JSOPs also give employee joint owners the value above a threshold but use an existing class of shares. Depending on which is more convenient the jointly owned shares may either be existing shares or new issued shares of an existing class. Because a new share class is not being created they are less flexible than the growth shares. In essence the HR aims of the award have to fit within the standard rules of a JSOP whereas for a growth share potentially the growth share can be designed to fit around the HR aims. But increasingly this flexibility for growth shares is a double-edged sword because it risks the creation of a financial instrument that is too complex or difficult to value and so may lack resilience in the event of an HMRC look back valuation review.
JSOPs require a joint or co-owner with the employee. Normally the joint owner is a trust although another shareholder could be the joint owner. The involvement of the trust creates the complications of another party being involved and growth shares do not require this extra party.
For a close company the funding of the trust to acquire further shares for joint ownership cannot because of an additional tax cost normally be structured as a repayable loan from the company but has to be structured as a non-returnable contribution by the company. This means that when the jointly owned shares are sold the value that belongs to the trust cannot be returned to the company by way of a loan repayment and so the value is held within the trust and essentially available only for the benefit of employees i.e. not for the company as a whole or the other shareholders.
With growth shares the shareholder only gets the growth in value above a threshold and the rest of the value of the company is automatically shared out amongst all the other shareholders.

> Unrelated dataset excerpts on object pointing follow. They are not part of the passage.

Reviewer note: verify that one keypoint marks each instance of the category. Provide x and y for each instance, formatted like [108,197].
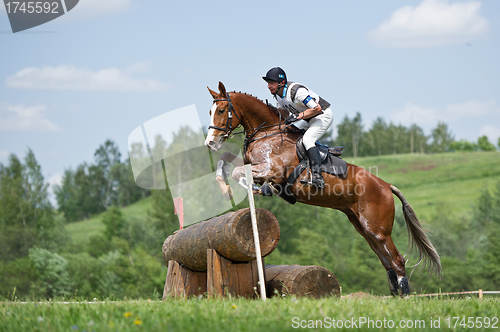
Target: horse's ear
[213,93]
[222,90]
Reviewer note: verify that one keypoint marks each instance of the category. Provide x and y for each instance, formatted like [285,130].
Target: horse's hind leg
[380,241]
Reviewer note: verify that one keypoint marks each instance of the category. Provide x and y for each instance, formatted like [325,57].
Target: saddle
[330,164]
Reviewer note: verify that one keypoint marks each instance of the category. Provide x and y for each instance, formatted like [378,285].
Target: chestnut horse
[367,200]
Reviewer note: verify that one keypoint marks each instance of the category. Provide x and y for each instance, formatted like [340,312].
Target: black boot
[315,160]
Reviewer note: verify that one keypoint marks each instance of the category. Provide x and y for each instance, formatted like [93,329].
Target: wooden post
[262,280]
[183,282]
[228,278]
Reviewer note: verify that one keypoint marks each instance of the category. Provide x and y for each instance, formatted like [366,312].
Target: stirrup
[314,180]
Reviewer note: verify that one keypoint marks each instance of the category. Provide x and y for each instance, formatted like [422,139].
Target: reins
[229,123]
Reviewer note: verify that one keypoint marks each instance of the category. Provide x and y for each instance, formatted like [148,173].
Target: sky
[106,67]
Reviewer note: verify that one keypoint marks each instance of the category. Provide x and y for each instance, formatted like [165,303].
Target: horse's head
[223,119]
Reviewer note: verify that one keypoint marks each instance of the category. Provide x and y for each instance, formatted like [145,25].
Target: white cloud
[67,77]
[431,23]
[25,118]
[425,116]
[492,132]
[4,156]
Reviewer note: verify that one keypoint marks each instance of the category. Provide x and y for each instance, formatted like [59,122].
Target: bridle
[229,123]
[249,138]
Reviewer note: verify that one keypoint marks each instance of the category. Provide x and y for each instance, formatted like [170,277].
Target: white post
[262,282]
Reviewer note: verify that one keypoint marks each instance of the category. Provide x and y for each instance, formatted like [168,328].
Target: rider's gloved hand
[292,118]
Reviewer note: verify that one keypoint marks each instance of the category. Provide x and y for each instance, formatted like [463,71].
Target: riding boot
[315,160]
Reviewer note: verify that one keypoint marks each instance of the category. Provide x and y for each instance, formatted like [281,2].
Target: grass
[277,314]
[81,231]
[428,182]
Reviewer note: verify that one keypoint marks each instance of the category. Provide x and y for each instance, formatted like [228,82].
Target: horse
[366,200]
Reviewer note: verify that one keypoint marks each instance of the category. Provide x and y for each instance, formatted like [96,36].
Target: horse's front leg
[261,173]
[222,172]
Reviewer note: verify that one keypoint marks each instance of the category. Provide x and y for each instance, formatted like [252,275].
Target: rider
[307,110]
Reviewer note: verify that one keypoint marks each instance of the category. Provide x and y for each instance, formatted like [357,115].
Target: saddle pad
[329,163]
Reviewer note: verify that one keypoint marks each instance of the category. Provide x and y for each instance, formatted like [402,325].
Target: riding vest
[297,98]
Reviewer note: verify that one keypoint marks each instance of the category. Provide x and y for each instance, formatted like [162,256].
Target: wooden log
[312,281]
[183,282]
[228,278]
[230,235]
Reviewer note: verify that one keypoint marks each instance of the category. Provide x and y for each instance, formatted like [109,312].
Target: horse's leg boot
[315,160]
[393,282]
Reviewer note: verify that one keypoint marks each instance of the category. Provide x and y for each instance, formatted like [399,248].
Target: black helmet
[275,74]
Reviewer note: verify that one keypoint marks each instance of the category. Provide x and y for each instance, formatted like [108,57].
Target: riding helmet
[275,74]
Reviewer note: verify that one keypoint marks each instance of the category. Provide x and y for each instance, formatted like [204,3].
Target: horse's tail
[417,237]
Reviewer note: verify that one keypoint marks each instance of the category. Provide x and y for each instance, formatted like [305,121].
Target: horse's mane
[273,108]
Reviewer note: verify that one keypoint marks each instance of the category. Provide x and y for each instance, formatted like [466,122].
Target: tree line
[93,188]
[387,138]
[39,260]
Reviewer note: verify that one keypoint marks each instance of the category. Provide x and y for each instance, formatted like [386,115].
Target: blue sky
[106,67]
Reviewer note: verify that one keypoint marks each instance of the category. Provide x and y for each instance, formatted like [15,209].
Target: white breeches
[315,128]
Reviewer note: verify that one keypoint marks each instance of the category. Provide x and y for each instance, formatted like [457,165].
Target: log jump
[217,257]
[230,235]
[312,281]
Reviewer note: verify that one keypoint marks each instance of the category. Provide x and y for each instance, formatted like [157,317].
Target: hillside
[429,182]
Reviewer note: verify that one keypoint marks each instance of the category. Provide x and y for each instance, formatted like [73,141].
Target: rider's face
[273,86]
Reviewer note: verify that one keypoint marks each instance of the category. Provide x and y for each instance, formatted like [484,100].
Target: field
[277,314]
[427,181]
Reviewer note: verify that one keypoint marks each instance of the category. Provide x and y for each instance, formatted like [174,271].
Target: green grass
[429,182]
[81,231]
[251,315]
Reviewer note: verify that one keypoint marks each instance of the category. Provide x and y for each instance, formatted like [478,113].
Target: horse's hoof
[228,195]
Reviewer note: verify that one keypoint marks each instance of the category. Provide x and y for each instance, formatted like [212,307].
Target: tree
[463,146]
[102,174]
[398,139]
[26,216]
[376,138]
[350,135]
[114,222]
[484,144]
[441,138]
[418,140]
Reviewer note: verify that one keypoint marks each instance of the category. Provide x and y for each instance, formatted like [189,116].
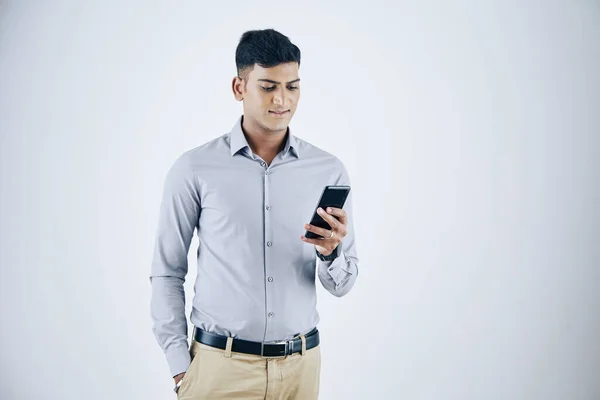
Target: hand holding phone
[332,196]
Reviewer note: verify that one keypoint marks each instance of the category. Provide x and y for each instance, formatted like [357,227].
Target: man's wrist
[327,257]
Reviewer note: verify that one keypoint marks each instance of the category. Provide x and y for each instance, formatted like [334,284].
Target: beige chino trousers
[222,374]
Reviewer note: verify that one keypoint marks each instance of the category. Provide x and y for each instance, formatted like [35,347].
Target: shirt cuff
[178,359]
[338,268]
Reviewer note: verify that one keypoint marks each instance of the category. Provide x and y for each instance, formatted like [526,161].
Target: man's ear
[237,85]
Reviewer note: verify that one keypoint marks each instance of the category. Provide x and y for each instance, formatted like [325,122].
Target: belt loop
[303,338]
[228,347]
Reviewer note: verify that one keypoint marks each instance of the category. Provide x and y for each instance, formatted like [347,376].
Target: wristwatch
[330,257]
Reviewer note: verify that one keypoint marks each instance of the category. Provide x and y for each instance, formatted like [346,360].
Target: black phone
[332,196]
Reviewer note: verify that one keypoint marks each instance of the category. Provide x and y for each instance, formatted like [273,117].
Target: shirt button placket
[268,257]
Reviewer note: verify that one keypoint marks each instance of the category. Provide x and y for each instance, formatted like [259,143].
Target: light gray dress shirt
[255,276]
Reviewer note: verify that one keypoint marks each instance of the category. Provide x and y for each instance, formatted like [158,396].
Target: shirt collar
[237,140]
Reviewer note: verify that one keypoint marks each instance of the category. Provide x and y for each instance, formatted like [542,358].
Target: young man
[249,193]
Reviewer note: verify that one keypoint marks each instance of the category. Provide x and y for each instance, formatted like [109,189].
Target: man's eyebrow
[276,83]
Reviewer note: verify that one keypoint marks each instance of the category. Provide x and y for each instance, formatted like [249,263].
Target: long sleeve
[338,276]
[178,217]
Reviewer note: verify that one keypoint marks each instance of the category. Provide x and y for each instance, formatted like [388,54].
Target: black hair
[265,47]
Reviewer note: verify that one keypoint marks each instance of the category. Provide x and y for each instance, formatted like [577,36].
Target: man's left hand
[327,244]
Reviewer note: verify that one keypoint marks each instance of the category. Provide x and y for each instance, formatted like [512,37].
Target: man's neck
[266,144]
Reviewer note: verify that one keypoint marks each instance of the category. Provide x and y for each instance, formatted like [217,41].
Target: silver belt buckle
[274,353]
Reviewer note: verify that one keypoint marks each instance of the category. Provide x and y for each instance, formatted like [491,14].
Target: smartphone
[332,196]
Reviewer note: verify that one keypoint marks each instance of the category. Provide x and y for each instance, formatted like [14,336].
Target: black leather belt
[272,349]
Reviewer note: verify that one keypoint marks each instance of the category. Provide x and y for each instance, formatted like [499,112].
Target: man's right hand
[178,377]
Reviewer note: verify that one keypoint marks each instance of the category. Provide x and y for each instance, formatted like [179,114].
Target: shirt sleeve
[178,217]
[338,276]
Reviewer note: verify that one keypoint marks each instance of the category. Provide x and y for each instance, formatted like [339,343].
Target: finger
[340,213]
[331,220]
[315,241]
[319,231]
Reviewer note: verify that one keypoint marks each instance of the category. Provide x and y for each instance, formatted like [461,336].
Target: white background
[470,131]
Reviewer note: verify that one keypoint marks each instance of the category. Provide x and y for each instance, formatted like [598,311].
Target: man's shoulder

There are important valuation similarities and differences between growth shares and JSOPs. Both awards involve the employee receiving an employment related security and its market value is subject to employment taxes at the outset. But this market value can no longer be agreed upfront with HMRC and so is subject to a potential look back valuation review by HMRC in the future.
Both growth shares and JSOPs require as a building block for their own valuation a valuation of the company.
The valuation of growth shares is a contentious subject and HMRC are on record as saying that nil or negligible values agreed for growth shares by them in the past had sometimes been agreed in error. HMRC can argue with some force that it is hardly likely that the company would go to all the trouble of creating a new class of shares and changing its articles solely to incentivise management if the expected value of the instrument created was nil. This undermines traditional growth shares which often had a nil market value but doesn’t provide a coherent and acceptable to HMRC basis for valuing such shares which one can with reasonable confidence assume should be resilient to a look back HMRC review. The diversity of growth shares also means it is impossible to standardise a valuation methodology.
This does not prevent growth share awards being made but it is setting up a dynamic where there is a tendency to play safe and assume a higher value and cost of participation than might be necessary because of the uncertainty and the costs of preparing growth share valuations that might be resilient to HMRC look back reviews start to become disproportionate.
JSOPs in contrast providing they do not stray from the basic model have a valuation methodology that was codeveloped with HMRC about 20 years ago at the inception of the JSOP to lean on and so a JSOP valuation should be more resilient to a potential look back review.